Dear Board of Directors,

Unlocking the value in Franklin Resources “Franklin”

Franklin has substantially under-performed its peer group over the past 5 years and currently has the lowest broker ratings among peers with only a single “Buy” recommendation and 5 “Sell” recommendations.

This lack of confidence by the market has led to the point where the business is effectively selling for less than 5 times earnings because cash, investments and net current assets total $8.5bn, equal to 50% of Franklin’s market capitalisation – a remarkably low valuation for a capital light, high return business with an annuity income profile.

This depressed valuation is substantially below all your listed peers and recent private market transactions, including your own $683m acquisition of Benefit Street Partners “BSP” where it appears that you purchased BSP at an Enterprise Value to AUM ratio of 3%, nearly triple Franklin’s current EV/AUM ratio of 1%.

At the current rate of share re-purchases of 10-12m shares per quarter, I calculate diluted shares outstanding will fall 8% – 10% y/y for the next four quarters and at the current share price, would be funded entirely from net income generated and not from utilising your substantial cash balances. Furthermore, I calculate that Franklin has been re-purchasing shares at a rate of 5% – 6% of traded volume, suggesting there is substantial scope to increase the rate of share re-purchases.
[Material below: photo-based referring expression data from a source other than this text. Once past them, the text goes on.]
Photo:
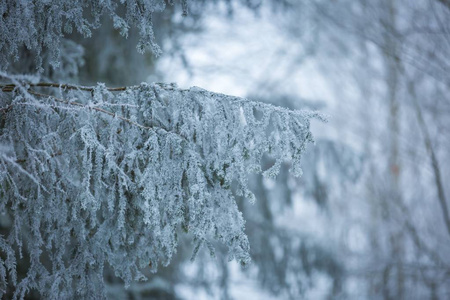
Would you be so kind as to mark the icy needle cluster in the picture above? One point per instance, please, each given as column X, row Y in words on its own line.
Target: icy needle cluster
column 96, row 178
column 40, row 25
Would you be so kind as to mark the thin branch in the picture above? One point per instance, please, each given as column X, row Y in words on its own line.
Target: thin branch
column 91, row 108
column 434, row 161
column 11, row 87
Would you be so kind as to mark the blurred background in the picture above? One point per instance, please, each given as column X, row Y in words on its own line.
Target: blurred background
column 369, row 218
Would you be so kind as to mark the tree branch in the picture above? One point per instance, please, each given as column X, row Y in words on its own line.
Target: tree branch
column 434, row 161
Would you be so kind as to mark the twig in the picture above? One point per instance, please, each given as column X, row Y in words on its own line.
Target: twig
column 11, row 87
column 91, row 108
column 434, row 161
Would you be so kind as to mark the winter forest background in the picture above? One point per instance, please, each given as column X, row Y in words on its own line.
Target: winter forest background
column 105, row 181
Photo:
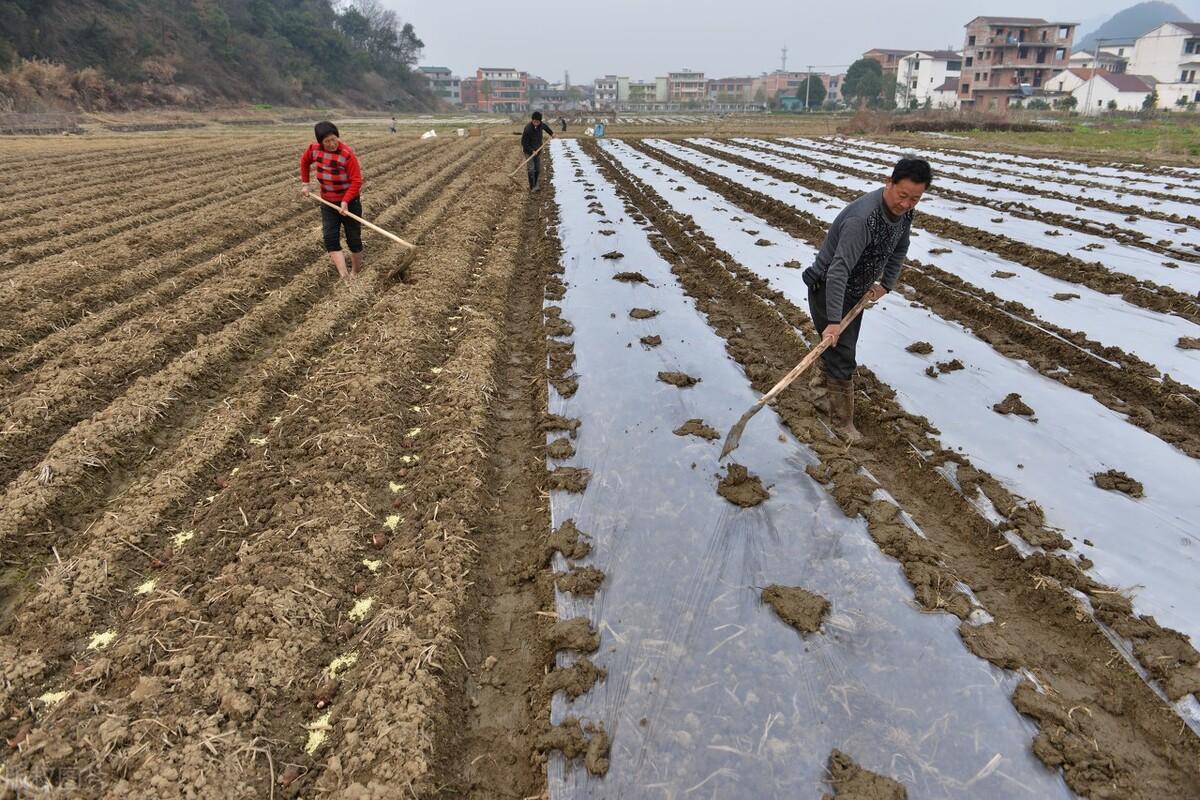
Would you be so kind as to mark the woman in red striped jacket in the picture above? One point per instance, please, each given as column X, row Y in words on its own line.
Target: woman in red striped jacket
column 341, row 179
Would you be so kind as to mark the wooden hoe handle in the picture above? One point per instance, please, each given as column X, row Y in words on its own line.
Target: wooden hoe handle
column 369, row 224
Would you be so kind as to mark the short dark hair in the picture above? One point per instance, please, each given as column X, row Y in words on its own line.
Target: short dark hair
column 915, row 169
column 322, row 130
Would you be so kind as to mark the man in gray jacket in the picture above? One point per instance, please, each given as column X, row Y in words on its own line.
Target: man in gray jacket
column 862, row 254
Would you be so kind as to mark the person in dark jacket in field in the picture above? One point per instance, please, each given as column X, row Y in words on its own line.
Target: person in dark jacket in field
column 341, row 180
column 531, row 139
column 862, row 254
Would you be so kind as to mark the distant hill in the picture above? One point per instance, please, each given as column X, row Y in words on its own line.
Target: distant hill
column 117, row 54
column 1134, row 22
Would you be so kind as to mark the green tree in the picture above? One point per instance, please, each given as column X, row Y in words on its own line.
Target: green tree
column 887, row 97
column 864, row 82
column 813, row 90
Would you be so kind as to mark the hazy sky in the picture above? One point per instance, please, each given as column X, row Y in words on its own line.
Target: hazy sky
column 643, row 38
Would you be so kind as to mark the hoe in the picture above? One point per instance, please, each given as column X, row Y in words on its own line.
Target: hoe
column 406, row 260
column 733, row 438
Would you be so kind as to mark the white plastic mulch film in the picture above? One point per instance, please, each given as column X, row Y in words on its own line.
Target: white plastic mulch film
column 708, row 693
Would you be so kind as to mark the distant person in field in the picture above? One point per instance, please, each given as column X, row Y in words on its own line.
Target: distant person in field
column 862, row 254
column 341, row 179
column 531, row 139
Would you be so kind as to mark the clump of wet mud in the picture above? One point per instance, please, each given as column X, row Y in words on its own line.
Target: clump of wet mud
column 1117, row 481
column 552, row 422
column 569, row 479
column 852, row 782
column 943, row 367
column 697, row 428
column 1014, row 404
column 570, row 739
column 568, row 540
column 580, row 581
column 799, row 608
column 742, row 488
column 574, row 635
column 561, row 447
column 575, row 680
column 681, row 379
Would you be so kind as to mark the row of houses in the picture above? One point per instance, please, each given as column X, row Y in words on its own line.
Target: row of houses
column 1008, row 61
column 1005, row 61
column 689, row 89
column 508, row 90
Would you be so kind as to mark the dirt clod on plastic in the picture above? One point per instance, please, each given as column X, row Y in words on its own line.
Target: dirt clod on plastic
column 561, row 447
column 852, row 782
column 575, row 680
column 569, row 479
column 568, row 540
column 580, row 581
column 742, row 488
column 697, row 428
column 798, row 607
column 1117, row 481
column 574, row 635
column 681, row 379
column 1014, row 404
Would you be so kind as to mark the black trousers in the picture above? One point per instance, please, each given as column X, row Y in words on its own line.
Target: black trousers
column 839, row 360
column 331, row 223
column 534, row 169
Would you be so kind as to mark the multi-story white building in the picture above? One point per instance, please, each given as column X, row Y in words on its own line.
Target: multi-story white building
column 503, row 89
column 1099, row 90
column 687, row 88
column 923, row 72
column 947, row 95
column 444, row 84
column 1107, row 61
column 1170, row 54
column 610, row 92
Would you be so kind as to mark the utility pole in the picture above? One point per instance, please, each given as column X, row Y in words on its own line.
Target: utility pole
column 1091, row 82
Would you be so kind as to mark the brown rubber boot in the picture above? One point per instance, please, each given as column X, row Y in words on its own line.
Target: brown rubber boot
column 841, row 409
column 819, row 391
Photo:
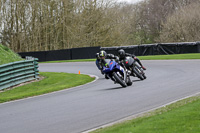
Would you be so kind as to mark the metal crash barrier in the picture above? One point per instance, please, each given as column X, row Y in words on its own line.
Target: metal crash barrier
column 15, row 73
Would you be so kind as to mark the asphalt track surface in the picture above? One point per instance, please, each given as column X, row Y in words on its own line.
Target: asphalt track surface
column 101, row 102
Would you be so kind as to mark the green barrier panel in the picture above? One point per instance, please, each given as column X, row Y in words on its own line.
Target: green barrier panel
column 15, row 73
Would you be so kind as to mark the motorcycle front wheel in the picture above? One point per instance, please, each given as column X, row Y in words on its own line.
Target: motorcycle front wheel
column 119, row 80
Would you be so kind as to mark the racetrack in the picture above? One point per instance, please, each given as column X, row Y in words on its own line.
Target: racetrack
column 101, row 102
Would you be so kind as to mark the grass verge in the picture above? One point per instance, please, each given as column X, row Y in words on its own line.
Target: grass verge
column 7, row 55
column 52, row 82
column 179, row 117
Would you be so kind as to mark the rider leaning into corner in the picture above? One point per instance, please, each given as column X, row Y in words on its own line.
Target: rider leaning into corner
column 122, row 55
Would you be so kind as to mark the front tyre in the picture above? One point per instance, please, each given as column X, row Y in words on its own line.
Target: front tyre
column 119, row 80
column 137, row 70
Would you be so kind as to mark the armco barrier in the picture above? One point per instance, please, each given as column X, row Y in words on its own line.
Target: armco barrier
column 15, row 73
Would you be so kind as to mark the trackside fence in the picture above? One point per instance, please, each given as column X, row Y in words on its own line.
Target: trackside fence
column 15, row 73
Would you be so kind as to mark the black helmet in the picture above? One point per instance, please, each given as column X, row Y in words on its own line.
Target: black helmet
column 102, row 54
column 121, row 53
column 97, row 55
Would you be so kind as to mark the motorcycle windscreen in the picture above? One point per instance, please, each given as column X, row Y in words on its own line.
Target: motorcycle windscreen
column 128, row 61
column 111, row 65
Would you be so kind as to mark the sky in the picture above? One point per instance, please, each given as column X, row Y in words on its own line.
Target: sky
column 129, row 1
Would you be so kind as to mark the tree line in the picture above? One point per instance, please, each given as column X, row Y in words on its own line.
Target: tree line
column 41, row 25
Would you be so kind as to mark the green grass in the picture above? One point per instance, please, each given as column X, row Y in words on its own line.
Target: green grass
column 180, row 117
column 7, row 55
column 51, row 82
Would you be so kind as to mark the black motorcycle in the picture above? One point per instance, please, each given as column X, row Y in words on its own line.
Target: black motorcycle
column 134, row 67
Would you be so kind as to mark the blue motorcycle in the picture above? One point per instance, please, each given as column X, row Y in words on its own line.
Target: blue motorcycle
column 117, row 73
I also note the recent shift in the market bias from “growth” to “value” which is benefitting the relative performance of many of Franklin’s funds.

Therefore, given the current opportunity to invest surplus capital in your own business at a free cash flow yield approaching 25%, together with the relative improvement in the performance of Franklin’s funds, I urge the board to consider options to capitalise on the opportunity at hand and accelerate the re-purchase of the remaining 71.7m shares available under the existing share re-purchase authority.

If this was done via a Modified Dutch Auction at a 10% premium to the current price, this would cost $2.5bn, equal to less than 50% of the company’s net current assets. Furthermore, it would reduce the share count by approximately 20% over the next few quarters, providing shareholders with double-digit earnings per share growth while the improved relative performance of your funds translates through to increased asset flows.

Now more than ever, active fund management needs to demonstrate its value relative to passive fund management and it would be inappropriate for us active asset managers to call on other companies to unlock value when substantial value has not been unlocked internally.
Therefore, as stewards of one of the largest and most respected investment managers globally, I call on you to play your part.

Yours sincerely

 

Sean Peche
Chief Executive Officer

Disclosure:
Ranmore Fund Management Ltd is the appointed Investment Manager of the Ranmore Global Equity Fund Plc, a value oriented Irish UCITS. Ranmore Global Equity Fund Plc is a shareholder in Franklin Resources.